Advances in additive manufacturing technologies pose increased risks to businesses, predicts Mayer Brown report
11 July 2013
London - Additive manufacturing technologies have the potential to radically change the way many industries work, which will have huge implications for businesses, according to a report published by global law firm, Mayer Brown.
These technologies, which include 3D printing, join thin layers of solid and liquid material to build up a real, three-dimensional object from a digital model. The market, valued at more than £130 million in 2012, could transform manufacturing, the logistics industry and the valuation of assets. Mayer Brown, however, warns that these technologies could also pose serious legal and reputational risks for many companies, investors and brand owners across the supply chain.
Issues in the areas of insurance, intellectual property (IP) and product liability are yet to be tested by the existing legal and regulatory framework.

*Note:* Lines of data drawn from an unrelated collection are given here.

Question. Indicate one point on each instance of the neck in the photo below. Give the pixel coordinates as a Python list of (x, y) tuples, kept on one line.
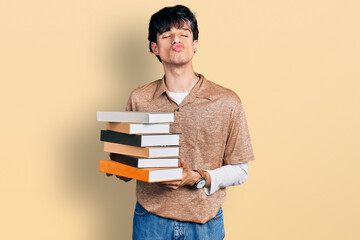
[(180, 78)]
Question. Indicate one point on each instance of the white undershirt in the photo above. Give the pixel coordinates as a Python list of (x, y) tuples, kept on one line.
[(225, 176)]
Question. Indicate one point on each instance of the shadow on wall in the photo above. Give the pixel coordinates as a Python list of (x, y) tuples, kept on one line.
[(109, 201)]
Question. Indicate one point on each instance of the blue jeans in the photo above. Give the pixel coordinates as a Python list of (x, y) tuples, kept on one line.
[(148, 226)]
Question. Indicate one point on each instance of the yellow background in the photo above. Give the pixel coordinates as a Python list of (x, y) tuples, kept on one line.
[(295, 65)]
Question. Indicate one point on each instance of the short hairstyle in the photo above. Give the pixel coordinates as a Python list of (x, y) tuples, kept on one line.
[(168, 17)]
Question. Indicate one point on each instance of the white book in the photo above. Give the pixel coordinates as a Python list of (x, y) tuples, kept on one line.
[(136, 117), (145, 152), (138, 128)]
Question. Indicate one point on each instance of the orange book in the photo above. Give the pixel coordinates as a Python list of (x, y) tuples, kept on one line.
[(142, 174)]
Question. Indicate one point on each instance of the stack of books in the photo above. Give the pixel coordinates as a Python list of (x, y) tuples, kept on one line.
[(140, 146)]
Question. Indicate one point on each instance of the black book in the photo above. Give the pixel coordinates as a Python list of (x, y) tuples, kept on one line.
[(145, 162), (148, 140)]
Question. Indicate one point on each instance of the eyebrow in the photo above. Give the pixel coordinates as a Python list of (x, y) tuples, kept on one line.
[(186, 29), (183, 28)]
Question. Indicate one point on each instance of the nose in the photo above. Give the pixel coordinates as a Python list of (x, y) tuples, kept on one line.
[(176, 39)]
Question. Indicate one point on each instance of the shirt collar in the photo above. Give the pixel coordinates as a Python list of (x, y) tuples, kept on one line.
[(200, 90)]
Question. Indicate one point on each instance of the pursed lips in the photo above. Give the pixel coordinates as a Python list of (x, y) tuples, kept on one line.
[(177, 47)]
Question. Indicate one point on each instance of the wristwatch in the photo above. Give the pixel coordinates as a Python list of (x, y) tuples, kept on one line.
[(200, 183)]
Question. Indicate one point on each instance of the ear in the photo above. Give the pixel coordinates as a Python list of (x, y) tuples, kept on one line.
[(195, 45), (155, 48)]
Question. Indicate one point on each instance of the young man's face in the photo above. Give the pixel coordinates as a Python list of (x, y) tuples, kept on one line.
[(175, 46)]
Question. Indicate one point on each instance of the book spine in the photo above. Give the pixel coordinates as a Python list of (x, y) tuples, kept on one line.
[(122, 138), (124, 159), (112, 167)]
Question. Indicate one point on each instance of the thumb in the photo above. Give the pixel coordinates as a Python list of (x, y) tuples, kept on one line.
[(182, 163)]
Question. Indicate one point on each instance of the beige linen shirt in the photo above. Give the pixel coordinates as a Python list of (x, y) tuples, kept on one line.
[(214, 132)]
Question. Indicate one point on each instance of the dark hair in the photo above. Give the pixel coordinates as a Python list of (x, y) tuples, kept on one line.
[(168, 17)]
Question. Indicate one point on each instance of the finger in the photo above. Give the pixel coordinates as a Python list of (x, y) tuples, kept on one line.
[(182, 163), (171, 182)]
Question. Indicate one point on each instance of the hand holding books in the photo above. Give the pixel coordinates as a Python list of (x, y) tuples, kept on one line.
[(140, 148)]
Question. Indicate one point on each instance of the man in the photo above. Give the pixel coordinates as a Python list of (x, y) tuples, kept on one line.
[(215, 142)]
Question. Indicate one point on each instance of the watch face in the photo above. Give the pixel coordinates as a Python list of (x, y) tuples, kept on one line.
[(201, 184)]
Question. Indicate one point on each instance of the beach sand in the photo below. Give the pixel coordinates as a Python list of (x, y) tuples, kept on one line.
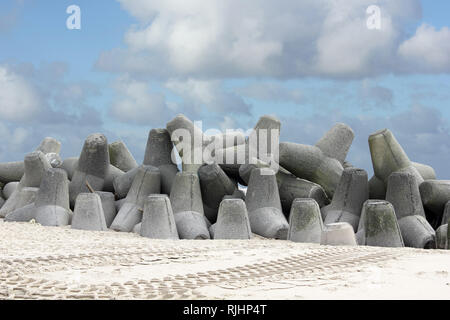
[(60, 263)]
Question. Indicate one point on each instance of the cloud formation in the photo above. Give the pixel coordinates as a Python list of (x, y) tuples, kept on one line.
[(286, 39)]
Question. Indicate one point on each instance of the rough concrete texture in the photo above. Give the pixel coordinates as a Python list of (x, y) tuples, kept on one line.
[(35, 165), (92, 166), (88, 213), (336, 142), (52, 202), (158, 153), (289, 186), (9, 189), (446, 215), (305, 221), (264, 205), (232, 221), (349, 197), (122, 184), (108, 205), (338, 234), (121, 157), (417, 232), (184, 132), (158, 221), (441, 237), (388, 156), (403, 193), (310, 163), (214, 185), (435, 194), (379, 226), (427, 172), (265, 137), (147, 181), (187, 206)]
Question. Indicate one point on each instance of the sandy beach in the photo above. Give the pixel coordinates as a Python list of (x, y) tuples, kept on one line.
[(60, 263)]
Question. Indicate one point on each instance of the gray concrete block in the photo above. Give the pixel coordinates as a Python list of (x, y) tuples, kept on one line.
[(93, 165), (158, 153), (403, 194), (338, 234), (88, 213), (180, 129), (147, 181), (9, 189), (35, 165), (417, 232), (187, 206), (108, 205), (435, 194), (310, 163), (349, 197), (336, 142), (232, 221), (158, 221), (379, 225), (264, 205), (305, 221), (122, 184), (121, 157), (388, 156), (441, 237), (214, 185)]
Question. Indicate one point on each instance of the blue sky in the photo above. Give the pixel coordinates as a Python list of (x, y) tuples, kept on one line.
[(135, 64)]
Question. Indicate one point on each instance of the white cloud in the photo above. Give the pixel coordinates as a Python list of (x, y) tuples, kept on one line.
[(137, 104), (254, 38), (427, 50), (207, 95), (271, 91), (19, 100)]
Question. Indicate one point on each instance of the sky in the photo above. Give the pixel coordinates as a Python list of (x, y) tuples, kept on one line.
[(135, 64)]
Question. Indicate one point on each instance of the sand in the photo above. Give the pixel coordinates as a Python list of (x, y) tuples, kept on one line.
[(59, 263)]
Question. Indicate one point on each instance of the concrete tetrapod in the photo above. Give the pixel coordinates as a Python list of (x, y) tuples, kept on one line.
[(35, 165), (189, 141), (122, 184), (379, 226), (387, 157), (441, 237), (92, 167), (338, 234), (13, 171), (121, 157), (232, 221), (25, 204), (52, 201), (435, 194), (265, 138), (403, 193), (187, 205), (108, 205), (310, 163), (305, 221), (158, 153), (88, 213), (348, 199), (264, 206), (158, 221), (9, 189), (289, 186), (336, 142), (446, 215), (214, 184), (147, 181)]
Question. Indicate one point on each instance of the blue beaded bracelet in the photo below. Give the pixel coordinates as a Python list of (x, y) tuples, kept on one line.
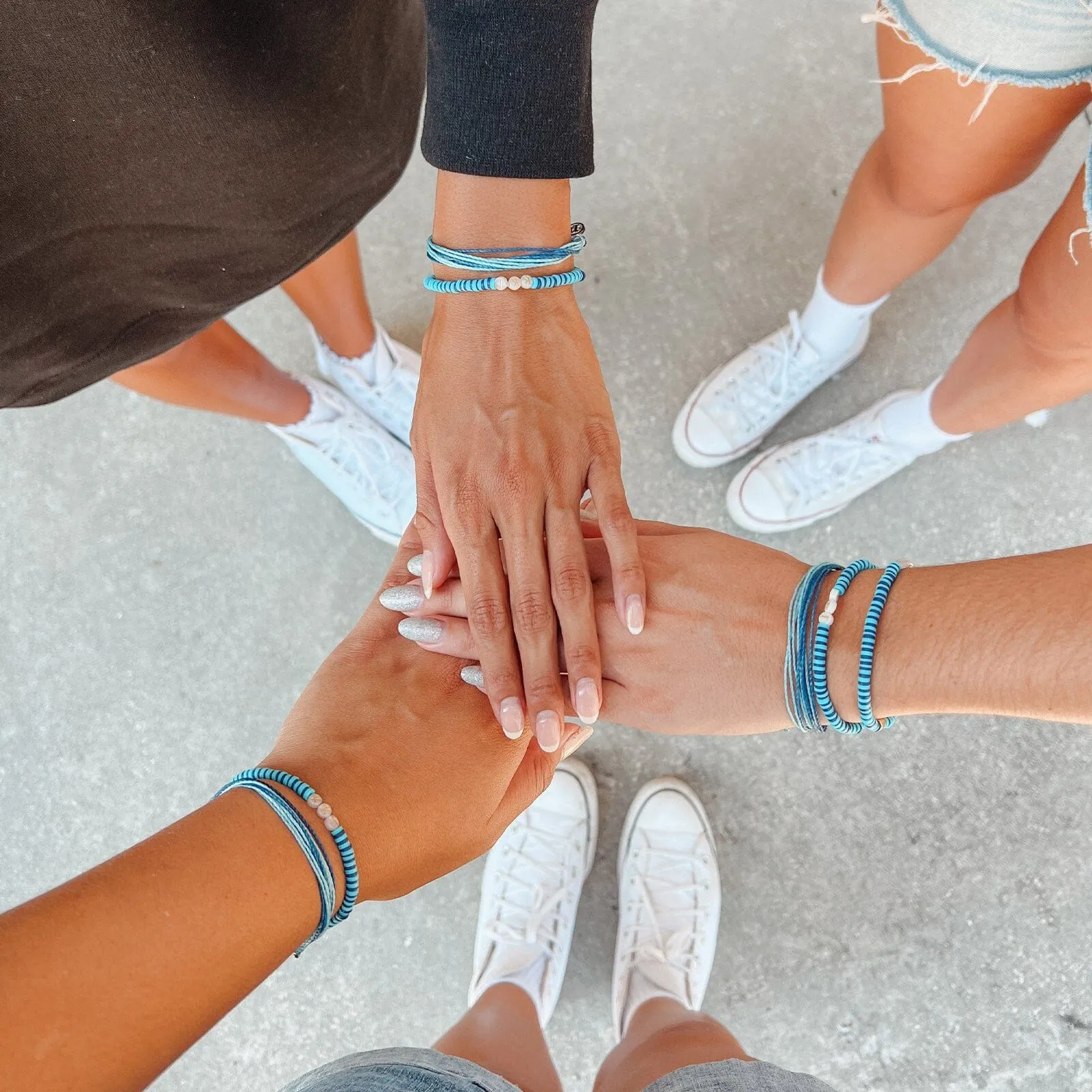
[(800, 682), (822, 646), (502, 283), (868, 650), (506, 258), (311, 799), (308, 844)]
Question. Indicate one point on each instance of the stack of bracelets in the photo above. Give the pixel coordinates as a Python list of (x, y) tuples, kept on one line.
[(257, 780), (807, 695), (500, 262)]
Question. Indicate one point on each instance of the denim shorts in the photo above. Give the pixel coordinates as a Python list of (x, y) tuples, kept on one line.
[(1024, 43), (412, 1069)]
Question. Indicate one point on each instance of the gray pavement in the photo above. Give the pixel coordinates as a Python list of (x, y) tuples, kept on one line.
[(901, 913)]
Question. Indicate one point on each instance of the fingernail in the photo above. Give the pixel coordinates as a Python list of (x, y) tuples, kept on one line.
[(511, 718), (426, 573), (549, 731), (402, 598), (422, 631), (577, 740), (588, 702), (473, 674)]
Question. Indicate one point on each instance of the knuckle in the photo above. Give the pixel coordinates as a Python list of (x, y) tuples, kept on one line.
[(487, 616), (542, 691), (571, 582), (581, 660), (603, 440), (533, 614)]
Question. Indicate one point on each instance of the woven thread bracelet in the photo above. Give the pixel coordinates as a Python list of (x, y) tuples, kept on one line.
[(800, 682), (502, 283), (256, 780), (498, 259), (822, 642), (868, 649)]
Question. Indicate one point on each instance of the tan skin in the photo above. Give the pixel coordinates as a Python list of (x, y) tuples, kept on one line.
[(518, 373), (1009, 637), (915, 189), (220, 371)]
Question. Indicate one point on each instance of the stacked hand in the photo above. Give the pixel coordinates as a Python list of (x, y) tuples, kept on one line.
[(710, 660)]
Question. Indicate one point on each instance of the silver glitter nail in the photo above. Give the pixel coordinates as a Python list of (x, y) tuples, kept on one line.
[(473, 674), (403, 598), (422, 629)]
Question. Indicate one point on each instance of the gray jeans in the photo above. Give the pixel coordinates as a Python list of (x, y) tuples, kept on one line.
[(413, 1069)]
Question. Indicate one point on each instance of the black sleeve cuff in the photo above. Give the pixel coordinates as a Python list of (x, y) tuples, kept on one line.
[(511, 87)]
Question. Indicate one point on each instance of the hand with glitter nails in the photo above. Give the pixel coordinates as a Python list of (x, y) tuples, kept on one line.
[(709, 660)]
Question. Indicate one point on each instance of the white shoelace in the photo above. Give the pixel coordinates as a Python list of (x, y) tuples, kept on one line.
[(840, 459), (777, 376), (543, 870), (650, 942)]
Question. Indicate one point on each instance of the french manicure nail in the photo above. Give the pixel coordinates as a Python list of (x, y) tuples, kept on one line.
[(402, 598), (588, 702), (422, 631), (549, 731), (473, 674), (511, 718), (577, 740)]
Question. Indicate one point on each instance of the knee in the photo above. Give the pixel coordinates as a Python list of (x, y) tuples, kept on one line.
[(926, 188), (1054, 342)]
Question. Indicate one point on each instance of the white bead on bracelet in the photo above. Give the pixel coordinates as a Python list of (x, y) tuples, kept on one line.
[(513, 283), (325, 811)]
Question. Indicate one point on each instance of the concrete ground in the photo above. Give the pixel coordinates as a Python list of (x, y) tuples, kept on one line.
[(902, 913)]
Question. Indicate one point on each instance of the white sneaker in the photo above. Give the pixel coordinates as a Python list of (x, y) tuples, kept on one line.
[(365, 468), (382, 382), (731, 412), (532, 884), (669, 901), (797, 483)]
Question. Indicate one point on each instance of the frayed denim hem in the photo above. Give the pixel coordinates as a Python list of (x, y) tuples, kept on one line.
[(893, 14)]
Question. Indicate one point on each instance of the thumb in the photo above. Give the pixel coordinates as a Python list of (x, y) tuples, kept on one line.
[(535, 773), (440, 555)]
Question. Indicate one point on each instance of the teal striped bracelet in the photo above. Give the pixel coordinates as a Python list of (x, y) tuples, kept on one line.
[(263, 773), (868, 650), (502, 283)]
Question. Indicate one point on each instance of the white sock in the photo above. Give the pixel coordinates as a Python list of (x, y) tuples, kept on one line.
[(319, 413), (829, 326), (910, 424)]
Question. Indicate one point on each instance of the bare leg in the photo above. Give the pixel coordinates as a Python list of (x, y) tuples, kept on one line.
[(330, 292), (502, 1035), (221, 371), (663, 1035), (928, 169), (1035, 349)]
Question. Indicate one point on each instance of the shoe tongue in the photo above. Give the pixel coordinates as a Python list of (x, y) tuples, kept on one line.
[(523, 964)]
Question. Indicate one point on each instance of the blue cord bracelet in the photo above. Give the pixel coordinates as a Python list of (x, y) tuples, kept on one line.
[(498, 259), (868, 650), (309, 796), (800, 680), (307, 841), (822, 644), (502, 283)]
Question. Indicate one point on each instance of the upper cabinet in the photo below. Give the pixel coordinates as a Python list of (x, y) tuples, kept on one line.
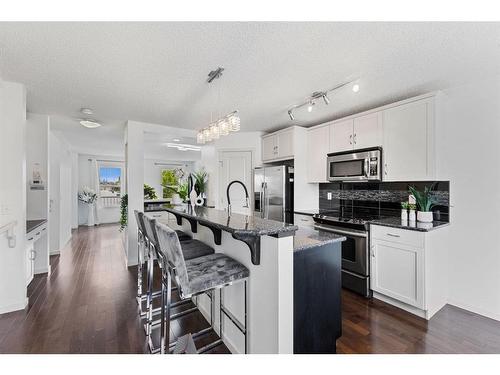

For example, businesses could find that data file misuse is difficult to enforce and product owners may have to consider their patent strategies across multiple geographies in order to preserve their market share.
Peter Dickinson, Head of Corporate at Mayer Brown, said: “The opportunities for additive manufacturing are clear to see: speed to market, rapid prototyping, on-demand production and consequent economic growth in those countries from which creative and innovative solutions originate. But the challenges need careful consideration."
The rise of desktop 3D printers could leave the toy, fashion and jewellery industries exposed to IP, piracy and counterfeiting infringement. In addition, amid growing concern over access to design files for dangerous objects, it may be necessary to introduce licensing for the sale of online designs in order to protect companies and designers.
The report also highlights the significant investment potential of the additive manufacturing industry. As seen recently, mergers point to further growth and the demand for machines from small businesses opens up new opportunities for crowd sourcing as an investment route. With few physical assets, less machinery and smaller premises, these businesses will need to be structured and valued differently.
Mark Prinsley, Head of Intellectual Property at Mayer Brown, said: "It is likely that additive manufacturing will further strengthen the power of internet distribution brands and channels at the expense of the originators of novel products."